Thank you to my vigilant sister, Kate Oshima, for calling attention to news of the Paris RATP bus fire of April 29. No injuries were reported in the second instance of electric autobus flambé there in 25 days. The RATP (Régie Autonome des Transports Parisiens) has since taken a full gross of their wonderbuses out of service, and one wonders if the problem will ever be solved and contemplates the horrors if it’s not.
Imagine if the bus had been packed to the capacity of 109 passengers.
Liquid-fueled vehicles catch fire, too, but this is a serial problem with EVs and in fact, one can’t help imagining self-starting EV fires in situations such as the underground car park’s charging stations of a luxury high-rise building or as a couple of big Hollywood stars whisk away from an awards ceremony. The public backlash against EVs would be a catastrophe all its own.
Battery fires from scooters and e-bikes inside New York apartments have created problems of their own.
The latest bus fire in Paris comes just eight days after Sen. Alex Padilla, of California, introduced legislation to provide $25 billion for electric school buses in the United States.
One report of the fire mentions “thick clouds of black smoke and a strong smell of burning plastic.” Not being a chemist, I nevertheless presume that the reported smell of burning plastic was the stabilizing polymer element of the lithium metal-polymer batteries.
“As someone who has worked with very large batteries for a very long time, I am not at all a fan of them moving around on the highways and byways of the world,” writes Daddio’s Patio in a YouTube comment.
My suggestion for the RATP’s next step is change its slogan from à demain (till tomorrow) to plus jamais (never again).
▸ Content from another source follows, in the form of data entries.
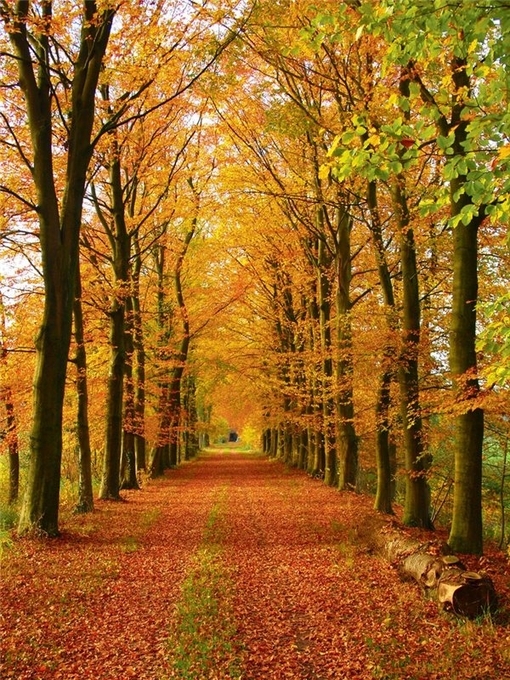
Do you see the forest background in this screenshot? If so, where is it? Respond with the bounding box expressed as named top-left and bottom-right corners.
top-left (0, 0), bottom-right (510, 553)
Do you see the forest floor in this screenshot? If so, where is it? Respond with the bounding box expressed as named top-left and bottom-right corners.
top-left (0, 451), bottom-right (510, 680)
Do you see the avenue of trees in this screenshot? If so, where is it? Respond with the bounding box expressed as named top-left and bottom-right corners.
top-left (0, 0), bottom-right (510, 553)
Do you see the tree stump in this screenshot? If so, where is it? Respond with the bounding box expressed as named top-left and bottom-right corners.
top-left (382, 531), bottom-right (497, 619)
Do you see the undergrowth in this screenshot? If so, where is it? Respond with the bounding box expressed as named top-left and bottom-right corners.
top-left (167, 494), bottom-right (242, 680)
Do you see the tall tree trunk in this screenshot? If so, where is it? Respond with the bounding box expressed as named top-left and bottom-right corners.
top-left (74, 264), bottom-right (94, 512)
top-left (2, 1), bottom-right (114, 536)
top-left (448, 58), bottom-right (485, 554)
top-left (335, 206), bottom-right (358, 490)
top-left (132, 243), bottom-right (147, 471)
top-left (394, 178), bottom-right (433, 529)
top-left (318, 239), bottom-right (338, 486)
top-left (367, 181), bottom-right (398, 514)
top-left (95, 130), bottom-right (131, 500)
top-left (0, 293), bottom-right (19, 505)
top-left (393, 69), bottom-right (433, 529)
top-left (149, 244), bottom-right (173, 478)
top-left (120, 295), bottom-right (140, 489)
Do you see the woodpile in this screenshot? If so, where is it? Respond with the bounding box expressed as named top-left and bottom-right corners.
top-left (382, 531), bottom-right (497, 619)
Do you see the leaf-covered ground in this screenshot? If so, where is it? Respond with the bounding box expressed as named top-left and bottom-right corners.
top-left (0, 452), bottom-right (510, 680)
Fears and hopes for Indy pace car announcement
Tuesday is the announcement of the pace car for the Indy 500. Last year it was a white Corvette Stingray. I was afraid this year it would be the GMC Hummer EV. Even though the big Hummer accelerates like the reciprocity of a government kickback, would it go around the corners? Would it detach from its charging station fast enough to get out on track and pick up the pack? Ah, but the pace car is going to be a Chevy, so I’m hoping for a resto-mod Corvair Greenbrier van with a big-block V-8 mounted amidships and a booming basso-profondo exhaust.

Interesting coincidence that the Greenbrier shared the name of The Greenbrier resort in White Sulphur Springs, W.V., where GM’s management liked to meet. Just a few years before the Greenbrier, a new sporty model from Dearborn was named Thunderbird, not in the least because Ford chairman Ernest Breech was a member of the Thunderbird Country Club, which opened in 1951 in Rancho Mirage, Calif.
REMs during the Miami Grand Prix
“I’m rooting for Lewis Hamilton’s jewelry,” the waggish Jaclyn Trop wrote in a Facebook post from the Miami Grand Prix.
Hamilton’s glittering Saturday press conference may have offered more highlights than Sunday’s race, which found Max Verstappen starting third but taking second from Carlos Sainz at the start and then maneuvering around Charles Leclerc for the lead on Lap Nine.
That was it: no position changes among the top three in the next 48 laps to the checkered flag. My drooping eyelids sprang open late in the race when Lando Norris and Pierre Gasly banged together and Norris’s McLaren spun out.
Otherwise, the F1 race was deadly dull. I find in this series a damning, maniacal overemphasis on technology, an example being the race-start with red lights that all of a sudden are extinguished. The Christmas tree starting light at any drag strip is more entertaining, and of course so is the traditional flagger with colorful banners.
Another chuckle comes from the F1 pit stops, which are bureaucratic incidents with a large retinue of participants, none of whom makes more than one or two motions. Yes, it’s fast service. So what? The commotion and scrambling of an Indy pitstop has tire changers tossing their power tools against the pit wall and that valedictory squirt of water to dilute any fuel on the car as it leaves the pit stall.
And what is with the Aston Martins starting from the pit road because of fuel being the wrong temperature?
So much esoterica: F1’s popularity is hard to understand.
An American novelist on flivvers and morality
A recent find is “The Flivver King: A Story of Ford-America,” the 1937 novel by Upton Sinclair. Today, Sinclair is best-known for his much earlier novel, “The Jungle,” which looked at the meat-packing industry and led to the passage of the Pure Food and Drug Act as well as the Federal Meat Inspection Act, both in 1906.
One insightful passage relates Henry Ford’s discovery of vanadium steel, a new alloy and much stronger. “It was the beginning of an epoch; cars would be lighter, stronger, cheaper.”
Sinclair also isolates a point of conflict for Ford, who “made good” working for the electric company yet pursued mobility in the form of the gasoline buggy:
The electric company was committed to the idea that electricity was the power of the future; the gas-engine was regarded as incompatible with sound morality.